I have a set of data for which I have the mean, standard deviation and number of observations for each point (i.e., I have knowledge regarding the accuracy of the measure). In a traditional pymc3 model where I look only at the means, I may do something along the lines of:
x = data['mean']
with pm.Model() as m:
a = pm.Normal('a', mu=0, sd=1)
b = pm.Normal('b', mu=1, sd=1)
y = a + b*x
eps= pm.HalfNormal('eps', sd=1)
likelihood = pm.Normal('likelihood', mu=y, sd=eps, observed=x)
What is the best way to incorporate the information regarding the variance of the observations into the model?
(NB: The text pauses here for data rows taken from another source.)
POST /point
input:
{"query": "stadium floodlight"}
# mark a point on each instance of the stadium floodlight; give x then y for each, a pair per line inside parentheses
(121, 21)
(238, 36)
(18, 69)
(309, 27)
Obviously the result should weight low-variance observations more heavily than high-variance (less certain) observations.
One approach a statistician suggested was to do the following:
x = data['mean'] # mean of observation
x_sd = data['sd'] # sd of observation
x_n = data['n'] # of measures for observation
x_sem = x_sd/np.sqrt(x_n)
with pm.Model() as m:
a = pm.Normal('a', mu=0, sd=1)
b = pm.Normal('b', mu=1, sd=1)
y = a + b*x
eps = pm.HalfNormal('eps', sd=1)
obs = mc.Normal('obs', mu=x, sd=x_sem, shape=len(x))
likelihood = pm.Normal('likelihood', mu=y, eps=eps, observed=obs)
However, when I run this I get:
TypeError: observed needs to be data but got: <class 'pymc3.model.FreeRV'>
I am running the master branch of pymc3 (3.0 has some performance issues resulting in very slow sample times).